Police restrict reporters activity on scene
Linda Gibbons is in custody once again after her latest challenge of the Ontario government’s “bubble zone” court injunction shielding certain abortion centres from pro-life activities.
Gibbons was handcuffed and dragged to a waiting police cruiser by three police officers and a sheriff the morning of Feb. 13 after pacing back and forth with a placard reading, “Why mom? When I have so much love to give” outside the Scott Clinic abortuary on Gerrard Street East in downtown Toronto. The site is shielded by a 60-foot zone within which pro-life activity is prohibited. Demonstrating with her at the time was Milton, Ont. evangelist Rev. Ken Campbell, who was not arrested.
Unlike Gibbons’s previous arrest last October, in connection with which she later received a one-day jail sentence and a probationary term, the text of the injunction was not read to her, nor was she warned to leave the area. The apparent reason for this was that she was still under probation, which included a provision that she stay away from three Toronto abortuaries, including the Scott Clinic.
Four other pro-life demonstrators stood across the street from the abortuary, holding placards in support of Gibbons. The entire episode was over in about 20 minutes. At press time, Gibbons remained in custody and the precise nature of charges against her were unclear.
In another instance of apparent police intimidation of the media, the lone reporter on the scene was approached by a police officer on bicycle – later identified as a Sergeant Moyer – who proceeded to warn in a sharp tone that, “Under no circumstances are you to take my picture, you understand?”
The reporter, fearing arrest as more police cruisers appeared on the scene, decided to comply with the demand. Consequently, no photos of the arrest process were taken, since Moyer was one of the arresting officers.
After later being asked for his badge number in order that a complaint against his conduct could be lodged, Moyer responded that he wasn’t in a position to speak to media. However, reminded that he was obliged to reveal his badge number when requested, he finally did so. The reporter is pursuing a formal complaint with the Toronto Police Service.
Three reporters had been arrested and charged with obstructing police in October 1999 while covering a demonstration by Gibbons at the same site.
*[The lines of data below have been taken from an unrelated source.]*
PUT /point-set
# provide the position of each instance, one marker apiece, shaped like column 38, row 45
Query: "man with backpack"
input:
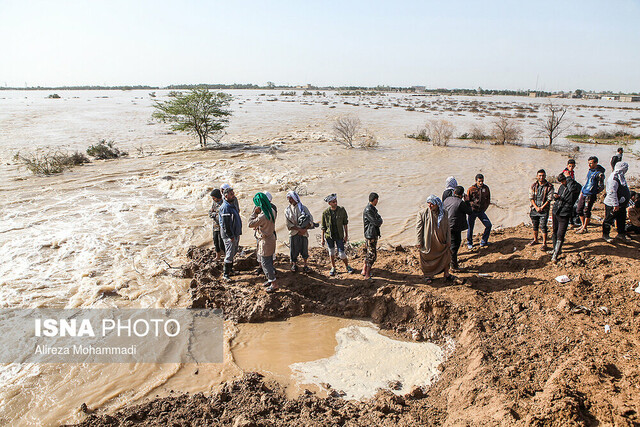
column 298, row 220
column 335, row 232
column 593, row 185
column 615, row 203
column 230, row 229
column 540, row 196
column 567, row 194
column 372, row 222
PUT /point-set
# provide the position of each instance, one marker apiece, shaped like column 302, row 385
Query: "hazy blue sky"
column 562, row 45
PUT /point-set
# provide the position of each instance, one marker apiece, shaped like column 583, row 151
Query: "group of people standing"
column 439, row 225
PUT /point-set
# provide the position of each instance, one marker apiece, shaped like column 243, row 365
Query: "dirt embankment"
column 529, row 350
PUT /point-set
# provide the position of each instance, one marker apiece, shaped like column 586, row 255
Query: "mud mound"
column 528, row 349
column 251, row 401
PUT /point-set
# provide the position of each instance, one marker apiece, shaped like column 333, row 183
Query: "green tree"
column 198, row 111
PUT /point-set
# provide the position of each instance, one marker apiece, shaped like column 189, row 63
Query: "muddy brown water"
column 102, row 234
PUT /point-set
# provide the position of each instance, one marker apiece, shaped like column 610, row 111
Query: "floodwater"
column 106, row 234
column 311, row 351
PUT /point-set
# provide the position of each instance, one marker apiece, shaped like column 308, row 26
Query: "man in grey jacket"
column 298, row 220
column 457, row 210
column 615, row 202
column 372, row 222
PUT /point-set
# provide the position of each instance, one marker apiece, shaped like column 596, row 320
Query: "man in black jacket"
column 372, row 222
column 457, row 211
column 567, row 194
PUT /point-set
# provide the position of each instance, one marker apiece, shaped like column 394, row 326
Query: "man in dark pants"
column 633, row 213
column 616, row 158
column 457, row 211
column 479, row 198
column 372, row 222
column 540, row 195
column 216, row 195
column 615, row 203
column 230, row 229
column 593, row 185
column 562, row 209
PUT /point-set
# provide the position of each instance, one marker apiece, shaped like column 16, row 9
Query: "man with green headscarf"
column 263, row 220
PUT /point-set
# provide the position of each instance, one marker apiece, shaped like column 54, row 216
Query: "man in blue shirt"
column 230, row 230
column 592, row 186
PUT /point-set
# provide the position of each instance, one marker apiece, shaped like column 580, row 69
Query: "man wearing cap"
column 230, row 229
column 216, row 195
column 565, row 198
column 335, row 232
column 298, row 220
column 235, row 200
column 372, row 222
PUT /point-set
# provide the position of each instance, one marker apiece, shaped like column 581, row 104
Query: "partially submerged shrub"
column 440, row 131
column 50, row 162
column 105, row 150
column 345, row 129
column 368, row 140
column 477, row 134
column 506, row 130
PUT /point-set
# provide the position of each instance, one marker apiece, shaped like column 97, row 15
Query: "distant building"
column 629, row 98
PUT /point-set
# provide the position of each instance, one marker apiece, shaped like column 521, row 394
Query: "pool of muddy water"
column 311, row 352
column 321, row 352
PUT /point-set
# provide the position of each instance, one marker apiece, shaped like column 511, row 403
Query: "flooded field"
column 106, row 234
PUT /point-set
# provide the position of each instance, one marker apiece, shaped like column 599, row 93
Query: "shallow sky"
column 545, row 45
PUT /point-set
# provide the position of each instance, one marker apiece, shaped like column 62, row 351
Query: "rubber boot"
column 556, row 251
column 454, row 262
column 227, row 272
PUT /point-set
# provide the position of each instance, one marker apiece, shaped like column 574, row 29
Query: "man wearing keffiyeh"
column 263, row 220
column 616, row 201
column 298, row 234
column 335, row 232
column 434, row 240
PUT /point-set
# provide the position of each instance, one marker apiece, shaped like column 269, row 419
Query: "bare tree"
column 506, row 130
column 440, row 131
column 553, row 125
column 368, row 140
column 345, row 129
column 477, row 133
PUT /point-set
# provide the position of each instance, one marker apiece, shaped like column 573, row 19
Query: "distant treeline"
column 272, row 86
column 80, row 87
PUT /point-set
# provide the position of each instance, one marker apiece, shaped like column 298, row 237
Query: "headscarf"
column 435, row 200
column 261, row 201
column 620, row 169
column 295, row 197
column 451, row 183
column 331, row 197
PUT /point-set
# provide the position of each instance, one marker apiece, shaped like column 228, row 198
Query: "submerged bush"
column 50, row 162
column 421, row 135
column 105, row 150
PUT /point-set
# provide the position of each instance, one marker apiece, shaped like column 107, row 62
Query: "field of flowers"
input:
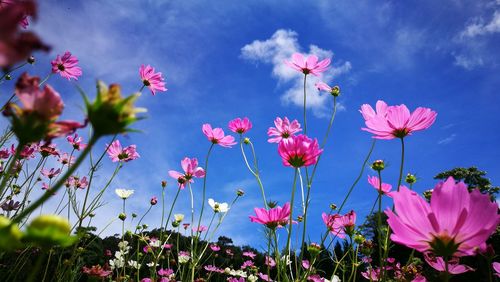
column 448, row 232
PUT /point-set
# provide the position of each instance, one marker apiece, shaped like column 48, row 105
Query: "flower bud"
column 335, row 91
column 378, row 165
column 154, row 201
column 359, row 239
column 410, row 178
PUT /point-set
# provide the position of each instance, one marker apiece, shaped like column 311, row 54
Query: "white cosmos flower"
column 123, row 193
column 218, row 207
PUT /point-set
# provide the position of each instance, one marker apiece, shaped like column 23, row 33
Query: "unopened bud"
column 410, row 178
column 378, row 165
column 335, row 91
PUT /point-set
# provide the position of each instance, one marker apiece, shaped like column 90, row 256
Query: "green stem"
column 402, row 162
column 305, row 118
column 59, row 183
column 287, row 249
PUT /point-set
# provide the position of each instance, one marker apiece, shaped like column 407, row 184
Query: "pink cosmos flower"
column 46, row 103
column 154, row 81
column 455, row 222
column 453, row 264
column 389, row 122
column 299, row 151
column 76, row 142
column 283, row 130
column 272, row 218
column 214, row 247
column 79, row 183
column 269, row 261
column 191, row 169
column 340, row 225
column 249, row 254
column 66, row 159
column 119, row 154
column 66, row 66
column 375, row 182
column 216, row 136
column 239, row 125
column 309, row 65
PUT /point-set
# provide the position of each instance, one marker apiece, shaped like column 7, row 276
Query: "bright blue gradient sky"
column 223, row 59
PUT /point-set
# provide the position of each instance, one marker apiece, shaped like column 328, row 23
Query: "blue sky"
column 223, row 59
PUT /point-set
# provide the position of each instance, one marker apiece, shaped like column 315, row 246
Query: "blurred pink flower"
column 389, row 122
column 119, row 154
column 216, row 136
column 67, row 66
column 154, row 81
column 50, row 173
column 299, row 151
column 272, row 218
column 496, row 267
column 309, row 65
column 76, row 141
column 375, row 182
column 239, row 125
column 455, row 222
column 453, row 264
column 46, row 103
column 249, row 254
column 191, row 169
column 338, row 224
column 283, row 130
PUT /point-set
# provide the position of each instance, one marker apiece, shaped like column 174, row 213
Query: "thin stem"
column 359, row 176
column 59, row 183
column 287, row 249
column 305, row 118
column 402, row 162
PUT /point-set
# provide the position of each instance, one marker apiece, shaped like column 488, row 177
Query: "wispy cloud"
column 447, row 140
column 280, row 47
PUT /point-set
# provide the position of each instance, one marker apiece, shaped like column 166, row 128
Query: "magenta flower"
column 46, row 103
column 375, row 182
column 340, row 225
column 239, row 125
column 119, row 154
column 76, row 142
column 66, row 66
column 214, row 247
column 283, row 130
column 309, row 65
column 453, row 264
column 455, row 223
column 272, row 218
column 216, row 136
column 389, row 122
column 154, row 81
column 299, row 151
column 191, row 169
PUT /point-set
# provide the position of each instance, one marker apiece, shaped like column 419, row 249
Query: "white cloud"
column 447, row 140
column 478, row 27
column 280, row 47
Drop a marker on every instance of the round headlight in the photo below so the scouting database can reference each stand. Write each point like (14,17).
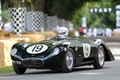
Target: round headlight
(56,51)
(13,51)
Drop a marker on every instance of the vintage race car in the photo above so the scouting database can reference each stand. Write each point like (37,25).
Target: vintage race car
(60,54)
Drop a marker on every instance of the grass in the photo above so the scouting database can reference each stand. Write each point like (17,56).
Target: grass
(6,69)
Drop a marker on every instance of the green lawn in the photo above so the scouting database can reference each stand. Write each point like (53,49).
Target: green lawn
(6,69)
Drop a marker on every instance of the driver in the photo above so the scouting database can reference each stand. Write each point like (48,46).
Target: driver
(63,32)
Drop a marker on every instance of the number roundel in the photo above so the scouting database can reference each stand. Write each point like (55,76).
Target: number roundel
(86,50)
(36,49)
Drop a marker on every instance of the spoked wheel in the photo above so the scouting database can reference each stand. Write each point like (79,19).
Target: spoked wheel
(68,62)
(99,59)
(18,70)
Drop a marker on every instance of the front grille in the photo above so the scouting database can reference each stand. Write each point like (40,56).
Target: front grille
(33,62)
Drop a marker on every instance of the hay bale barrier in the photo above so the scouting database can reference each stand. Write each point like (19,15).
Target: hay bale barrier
(7,40)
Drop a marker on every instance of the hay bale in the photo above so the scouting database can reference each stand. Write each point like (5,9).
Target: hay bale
(4,34)
(5,48)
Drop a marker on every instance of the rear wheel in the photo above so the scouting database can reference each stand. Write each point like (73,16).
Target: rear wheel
(100,58)
(18,70)
(68,62)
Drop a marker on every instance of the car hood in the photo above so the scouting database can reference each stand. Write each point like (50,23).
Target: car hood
(42,48)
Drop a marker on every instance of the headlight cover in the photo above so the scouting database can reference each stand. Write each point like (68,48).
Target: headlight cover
(56,51)
(14,51)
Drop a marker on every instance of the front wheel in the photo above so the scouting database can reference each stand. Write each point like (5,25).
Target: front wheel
(18,70)
(68,62)
(99,58)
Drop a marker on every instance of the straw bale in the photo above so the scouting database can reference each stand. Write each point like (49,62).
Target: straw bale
(5,48)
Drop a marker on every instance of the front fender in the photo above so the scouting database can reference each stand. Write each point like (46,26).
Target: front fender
(108,54)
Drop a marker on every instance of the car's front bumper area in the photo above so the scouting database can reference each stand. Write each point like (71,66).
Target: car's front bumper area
(33,62)
(36,62)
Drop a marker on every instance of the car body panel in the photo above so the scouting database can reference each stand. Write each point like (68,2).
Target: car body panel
(41,54)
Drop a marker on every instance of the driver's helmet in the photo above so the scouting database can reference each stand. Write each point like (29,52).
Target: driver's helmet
(63,32)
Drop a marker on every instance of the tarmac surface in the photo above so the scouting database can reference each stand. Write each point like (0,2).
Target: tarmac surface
(112,42)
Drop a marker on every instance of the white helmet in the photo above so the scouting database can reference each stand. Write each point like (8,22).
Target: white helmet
(63,32)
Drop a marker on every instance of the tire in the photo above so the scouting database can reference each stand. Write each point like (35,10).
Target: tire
(99,58)
(68,62)
(18,70)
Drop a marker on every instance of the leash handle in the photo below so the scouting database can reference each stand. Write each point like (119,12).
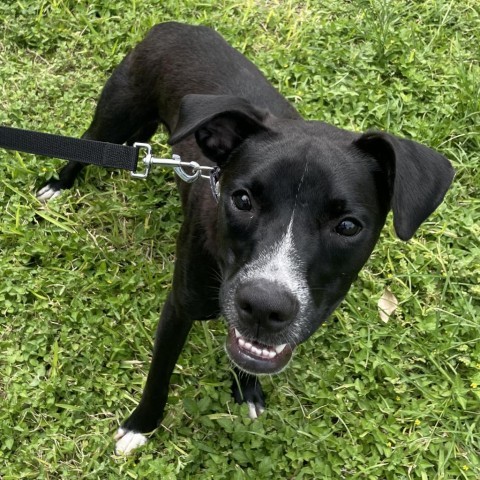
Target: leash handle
(103,154)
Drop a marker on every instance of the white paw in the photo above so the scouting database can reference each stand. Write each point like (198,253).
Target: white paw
(254,410)
(48,193)
(128,441)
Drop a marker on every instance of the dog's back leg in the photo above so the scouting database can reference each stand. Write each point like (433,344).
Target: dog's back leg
(121,116)
(172,331)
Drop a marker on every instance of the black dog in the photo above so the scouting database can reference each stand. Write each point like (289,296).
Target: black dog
(300,209)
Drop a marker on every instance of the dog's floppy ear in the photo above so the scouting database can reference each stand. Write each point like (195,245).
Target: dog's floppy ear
(220,123)
(417,177)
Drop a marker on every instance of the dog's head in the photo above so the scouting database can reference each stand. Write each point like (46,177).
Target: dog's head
(301,207)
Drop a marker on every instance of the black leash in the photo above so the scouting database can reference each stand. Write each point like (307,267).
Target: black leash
(103,154)
(80,150)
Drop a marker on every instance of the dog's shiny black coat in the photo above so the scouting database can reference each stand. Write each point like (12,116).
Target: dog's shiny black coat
(301,205)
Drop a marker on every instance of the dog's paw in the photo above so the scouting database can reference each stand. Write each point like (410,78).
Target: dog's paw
(49,192)
(128,441)
(247,389)
(255,409)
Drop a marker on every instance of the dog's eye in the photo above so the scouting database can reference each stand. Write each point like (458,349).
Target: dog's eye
(348,227)
(241,200)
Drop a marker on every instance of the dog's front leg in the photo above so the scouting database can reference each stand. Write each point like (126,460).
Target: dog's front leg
(247,389)
(172,331)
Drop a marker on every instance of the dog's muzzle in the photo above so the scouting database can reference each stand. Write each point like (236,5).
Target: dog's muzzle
(265,309)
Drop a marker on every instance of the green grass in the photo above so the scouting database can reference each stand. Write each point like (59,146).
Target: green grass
(84,277)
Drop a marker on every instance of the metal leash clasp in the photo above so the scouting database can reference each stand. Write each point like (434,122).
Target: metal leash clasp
(175,162)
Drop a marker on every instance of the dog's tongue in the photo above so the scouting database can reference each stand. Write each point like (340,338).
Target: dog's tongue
(254,357)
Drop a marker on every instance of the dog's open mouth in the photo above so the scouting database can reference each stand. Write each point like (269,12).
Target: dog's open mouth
(255,357)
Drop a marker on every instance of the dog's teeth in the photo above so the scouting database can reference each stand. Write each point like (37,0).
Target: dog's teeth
(256,350)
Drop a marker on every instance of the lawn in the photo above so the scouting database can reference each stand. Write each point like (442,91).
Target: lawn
(83,278)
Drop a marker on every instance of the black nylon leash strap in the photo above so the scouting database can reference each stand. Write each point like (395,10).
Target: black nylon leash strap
(103,154)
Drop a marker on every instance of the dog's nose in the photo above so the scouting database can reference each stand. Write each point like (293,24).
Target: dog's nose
(267,304)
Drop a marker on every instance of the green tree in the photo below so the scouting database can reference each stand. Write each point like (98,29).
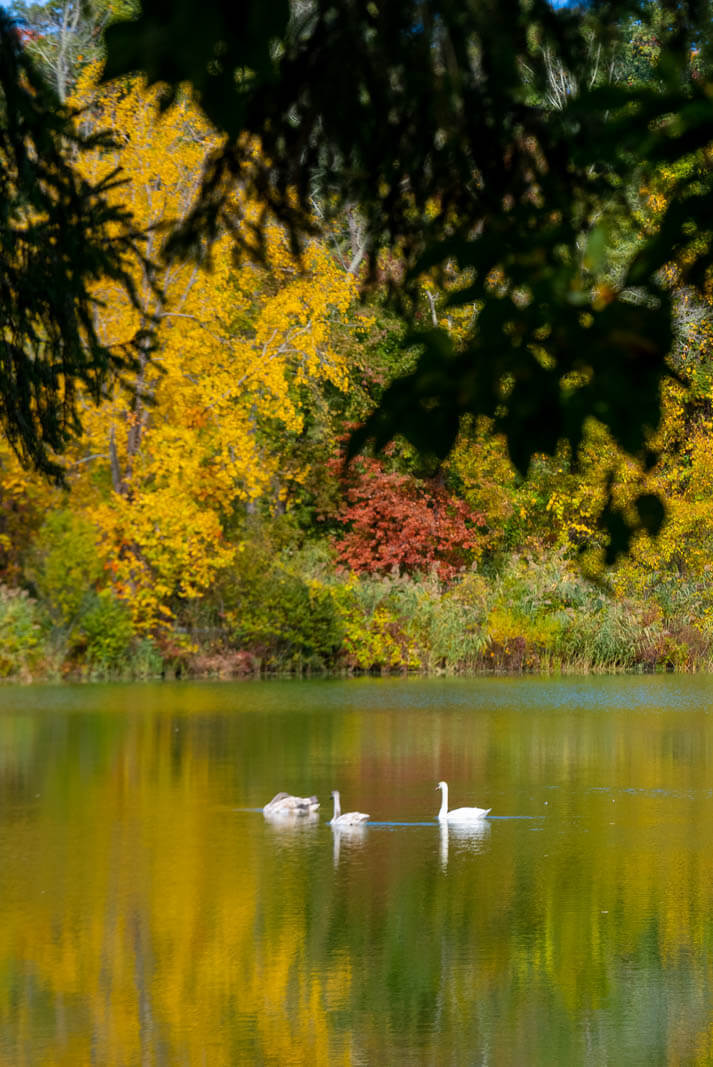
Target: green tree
(58,235)
(430,117)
After many months and several thousand dollars in legal fees, the charges were dropped because there was “no reasonable probability of conviction.”
Curiously, on the latest occasion, a number of police cruisers appeared on the scene after Gibbons was arrested and driven away. At that point, sheriff David Usher crossed the street to confront the pro-life demonstrators and warn them about the consequences of stepping within the 60-foot injunction zone.
“If you go in there, we’ll be back and it won’t take long,” he cautioned. He then asked if anyone wanted a written copy of the injunction.
In an exchange between Moyer and Campbell, the policeman noted that, “I hate seeing (Gibbons) go in … We’re all pretty kind people. We sympathize with you … Hopefully, this thing will get resolved … I hardly consider Linda a catch today.”
Campbell remarked afterwards that the observations reminded him of how reluctant some police seem to be to continually arrest a diminutive grandmother for peaceful, pro-life activities.“In the past, police have told me they’re embarrassed about taking Linda in,” he said.